A lui comunque non piace recitare, ha aggiunto, perché quando lavora davanti alla macchina da presa deve farsi la barba tutti i giorni.
Welles è tornato di nuovo sul set dell’aula giudiziaria e, apparentemente soddisfatto della lascivia sui volti delle comparse, ha dato ordine di fotografarli. Subito dopo, un addetto della produzione ha reso noto che una carrozza a cavalli, che era stata spedita dal Messico, era stata fermata al confine dai doganieri. Il mancato arrivo della carrozza ha richiesto una rapida riorganizzazione nell’ordine delle riprese previste per il giorno successivo.

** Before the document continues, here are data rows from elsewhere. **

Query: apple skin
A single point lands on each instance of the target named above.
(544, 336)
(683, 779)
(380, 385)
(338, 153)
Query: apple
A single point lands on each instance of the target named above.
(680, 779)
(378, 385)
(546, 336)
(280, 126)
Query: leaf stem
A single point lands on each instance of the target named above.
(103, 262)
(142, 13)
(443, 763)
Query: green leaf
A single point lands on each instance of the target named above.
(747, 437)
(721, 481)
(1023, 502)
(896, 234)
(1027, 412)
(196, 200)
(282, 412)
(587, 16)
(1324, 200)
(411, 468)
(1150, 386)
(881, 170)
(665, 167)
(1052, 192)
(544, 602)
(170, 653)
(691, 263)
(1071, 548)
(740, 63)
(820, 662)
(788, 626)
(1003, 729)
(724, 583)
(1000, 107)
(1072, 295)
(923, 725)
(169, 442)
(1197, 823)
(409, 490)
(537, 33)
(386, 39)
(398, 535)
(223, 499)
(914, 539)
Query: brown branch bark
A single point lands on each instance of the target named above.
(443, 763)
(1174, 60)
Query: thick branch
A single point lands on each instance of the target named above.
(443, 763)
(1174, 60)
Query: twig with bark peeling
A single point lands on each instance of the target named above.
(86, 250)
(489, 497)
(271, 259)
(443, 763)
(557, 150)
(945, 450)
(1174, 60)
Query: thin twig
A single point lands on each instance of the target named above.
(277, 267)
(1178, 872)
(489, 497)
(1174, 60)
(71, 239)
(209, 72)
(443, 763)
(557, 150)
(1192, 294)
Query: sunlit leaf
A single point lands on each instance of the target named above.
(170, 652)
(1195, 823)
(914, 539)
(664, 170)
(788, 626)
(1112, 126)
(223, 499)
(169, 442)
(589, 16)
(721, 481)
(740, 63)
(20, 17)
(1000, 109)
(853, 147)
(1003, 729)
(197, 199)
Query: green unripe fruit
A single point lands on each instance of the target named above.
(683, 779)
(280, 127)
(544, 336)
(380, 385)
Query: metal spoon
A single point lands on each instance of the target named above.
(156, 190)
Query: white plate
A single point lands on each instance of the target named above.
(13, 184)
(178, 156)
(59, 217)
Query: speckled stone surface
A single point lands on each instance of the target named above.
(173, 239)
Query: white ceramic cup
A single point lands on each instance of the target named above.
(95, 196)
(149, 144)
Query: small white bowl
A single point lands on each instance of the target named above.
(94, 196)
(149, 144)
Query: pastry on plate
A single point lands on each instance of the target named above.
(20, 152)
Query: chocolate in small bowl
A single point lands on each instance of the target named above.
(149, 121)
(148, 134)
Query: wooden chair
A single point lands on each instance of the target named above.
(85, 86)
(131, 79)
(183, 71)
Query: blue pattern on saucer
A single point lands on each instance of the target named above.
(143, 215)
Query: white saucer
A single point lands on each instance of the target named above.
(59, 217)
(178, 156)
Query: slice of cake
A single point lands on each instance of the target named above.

Così Welles, seguito da ventitré assistenti e tecnici in fila, ha circumnavigato il teatro di posa in cui stava lavorando e ha stabilito le angolazioni di ripresa per il giorno dopo.

«Domani mattina, alle 11.35 circa, ci spostiamo in questo angolo », ha proclamato in tono imperativo, ma nessuno dei tecnici sembrava prestargli attenzione. Quando la fila si è ridotta a tre individui, Welles si è voltato e ha risposto con garbo all’interprete di una piccola parte che lo ringraziava di averlo ingaggiato per il film. Rispondendo alla domanda di un giornalista, Welles ha detto che la Columbia lo aveva trattato con la più grande generosità che avesse riscontrato fino ad allora in materia di autonomia fiscale e artistica.

Alla fine ha annunciato con lo stesso entusiasmo che doveva scappare per concedersi qualche ora di sonno. A un assistente che evidentemente gli aveva trovato un dottore, ha urlato: «Di’ al dottore che ci vediamo in macchina; mi può visitare mentre torno a casa. Domattina fatemi svegliare alle sei e mezzo; devo andare un po’ ai bagni turchi». Così si è avvolto nel soprabito come se fosse stato una mantella nera, e si è dileguato nelle nebbie della notte di Hollywood.

Presumibilmente il medico, il sonno e il bagno turco gli avranno fatto bene. Secondo un resoconto dallo studio del giorno successivo, pare che Welles abbia diretto la prima scena mentre un barbiere lo radeva e gli tagliava i capelli: una prodezza che neanche Cecil B. DeMille è mai riuscito a eguagliare.